Study links diabetes in dogs and cats with repeat pancreatitis markers

Dogs and cats with diabetes may have concurrent pancreatic disease more often than routine exams suggest, according to a new Journal of Small Animal Practice study that tracked pancreatic biomarkers over time in 52 dogs and 19 cats with diabetes mellitus. Investigators found serum pancreatic lipase concentrations in the range considered indicative of pancreatitis in 31% of dogs and 26% of cats at initial presentation, rising to 42% of dogs and 37% of cats at at least one recheck. By contrast, trypsin-like immunoreactivity concentrations consistent with exocrine pancreatic insufficiency were uncommon and seen only in dogs, affecting 4% at presentation and 6% at any re-examination. The paper was published online ahead of print on February 11, 2026, and involved researchers from the University of Thessaly, the University of Bologna, and Texas A&M’s Gastrointestinal Laboratory. (pubmed.ncbi.nlm.nih.gov)

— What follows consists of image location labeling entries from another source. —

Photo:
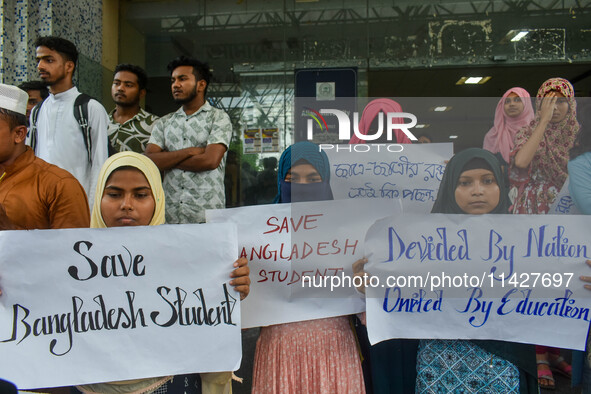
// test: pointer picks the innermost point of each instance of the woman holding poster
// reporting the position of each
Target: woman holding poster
(129, 193)
(317, 356)
(472, 184)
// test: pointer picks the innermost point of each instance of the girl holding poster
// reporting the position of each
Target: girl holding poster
(472, 184)
(129, 193)
(317, 356)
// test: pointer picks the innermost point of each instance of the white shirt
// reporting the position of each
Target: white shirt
(60, 140)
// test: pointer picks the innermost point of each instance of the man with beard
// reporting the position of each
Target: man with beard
(56, 135)
(189, 145)
(129, 125)
(37, 92)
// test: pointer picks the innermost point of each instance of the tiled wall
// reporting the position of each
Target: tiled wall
(22, 21)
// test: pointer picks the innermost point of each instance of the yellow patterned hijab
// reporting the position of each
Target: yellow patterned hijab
(150, 171)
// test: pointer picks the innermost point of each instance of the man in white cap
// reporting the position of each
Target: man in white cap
(33, 193)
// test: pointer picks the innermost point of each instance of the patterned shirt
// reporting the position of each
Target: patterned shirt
(133, 135)
(188, 193)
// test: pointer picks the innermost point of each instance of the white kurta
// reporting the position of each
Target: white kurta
(60, 140)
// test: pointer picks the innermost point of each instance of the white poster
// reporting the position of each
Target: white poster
(98, 305)
(411, 172)
(506, 277)
(301, 255)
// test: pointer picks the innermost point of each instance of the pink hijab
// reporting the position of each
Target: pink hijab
(372, 109)
(500, 137)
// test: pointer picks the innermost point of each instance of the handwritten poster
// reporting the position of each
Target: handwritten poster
(301, 255)
(99, 305)
(508, 277)
(270, 139)
(409, 172)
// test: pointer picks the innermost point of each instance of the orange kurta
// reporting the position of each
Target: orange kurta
(39, 195)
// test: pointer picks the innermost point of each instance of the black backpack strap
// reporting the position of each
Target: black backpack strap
(81, 115)
(33, 126)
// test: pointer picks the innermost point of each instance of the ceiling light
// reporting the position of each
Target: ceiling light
(519, 36)
(473, 80)
(514, 35)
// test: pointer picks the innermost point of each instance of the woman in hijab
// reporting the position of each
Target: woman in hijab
(369, 123)
(514, 111)
(539, 158)
(472, 184)
(538, 171)
(316, 356)
(129, 193)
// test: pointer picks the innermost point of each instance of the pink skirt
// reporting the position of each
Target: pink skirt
(317, 356)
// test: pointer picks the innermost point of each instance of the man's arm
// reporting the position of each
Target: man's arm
(218, 141)
(165, 160)
(98, 121)
(208, 159)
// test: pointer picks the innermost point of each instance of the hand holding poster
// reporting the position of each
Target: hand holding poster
(409, 172)
(299, 256)
(98, 305)
(505, 277)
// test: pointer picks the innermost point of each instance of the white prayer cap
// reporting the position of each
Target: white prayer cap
(13, 99)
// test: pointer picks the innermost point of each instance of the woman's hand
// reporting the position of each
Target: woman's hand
(547, 107)
(586, 278)
(358, 271)
(241, 279)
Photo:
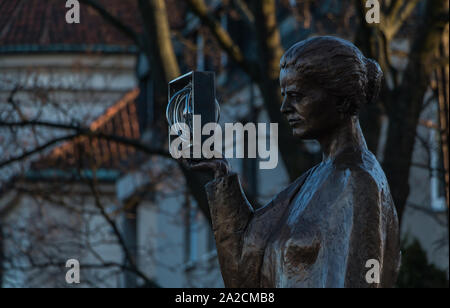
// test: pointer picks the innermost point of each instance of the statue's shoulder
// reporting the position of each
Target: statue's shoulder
(367, 184)
(363, 170)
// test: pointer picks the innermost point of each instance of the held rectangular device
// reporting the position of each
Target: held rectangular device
(192, 94)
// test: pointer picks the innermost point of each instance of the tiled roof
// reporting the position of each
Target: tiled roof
(121, 120)
(37, 25)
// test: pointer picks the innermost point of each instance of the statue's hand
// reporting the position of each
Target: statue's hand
(219, 166)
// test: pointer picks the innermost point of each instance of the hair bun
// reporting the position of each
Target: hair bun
(374, 77)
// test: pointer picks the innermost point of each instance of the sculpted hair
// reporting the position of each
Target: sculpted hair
(338, 67)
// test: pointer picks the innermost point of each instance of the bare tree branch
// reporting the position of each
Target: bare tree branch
(114, 21)
(223, 37)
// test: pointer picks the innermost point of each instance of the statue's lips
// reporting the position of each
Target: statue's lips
(294, 122)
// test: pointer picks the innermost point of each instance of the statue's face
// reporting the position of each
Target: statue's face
(310, 111)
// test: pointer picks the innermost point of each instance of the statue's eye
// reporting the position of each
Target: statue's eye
(295, 95)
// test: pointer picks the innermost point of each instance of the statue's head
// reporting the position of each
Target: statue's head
(324, 82)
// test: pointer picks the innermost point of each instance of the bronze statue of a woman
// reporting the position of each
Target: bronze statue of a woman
(337, 221)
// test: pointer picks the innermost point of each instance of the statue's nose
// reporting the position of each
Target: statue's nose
(284, 106)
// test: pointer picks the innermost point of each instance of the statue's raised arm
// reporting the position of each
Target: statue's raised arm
(336, 225)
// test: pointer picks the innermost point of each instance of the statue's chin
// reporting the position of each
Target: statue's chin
(300, 133)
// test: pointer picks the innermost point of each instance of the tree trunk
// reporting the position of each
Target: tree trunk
(442, 74)
(407, 101)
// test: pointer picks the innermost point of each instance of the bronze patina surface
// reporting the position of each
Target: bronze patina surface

Why it matters: For veterinary teams managing diabetic patients, the study adds weight to the idea that pancreatic comorbidity can be intermittent, subclinical, and easy to miss if testing is done only once. That fits with earlier work showing increased canine pancreatic lipase immunoreactivity in some diabetic dogs even without overt clinical pancreatitis, and with feline literature suggesting elevated pancreatic lipase markers are relatively common in diabetic cats. Broader consensus guidance also supports pancreatic lipase immunoreactivity as the clinicopathologic test of choice when pancreatitis is suspected, while noting that diagnosis still works best when biomarker results are interpreted alongside history, exam findings, and imaging. (pubmed.ncbi.nlm.nih.gov)

What to watch: Whether this leads clinicians to build more routine repeat pancreatic biomarker testing into diabetic monitoring protocols, especially for patients with fluctuating control, gastrointestinal signs, diabetic ketoacidosis, or unexplained changes in insulin needs. (pubmed.ncbi.nlm.nih.gov)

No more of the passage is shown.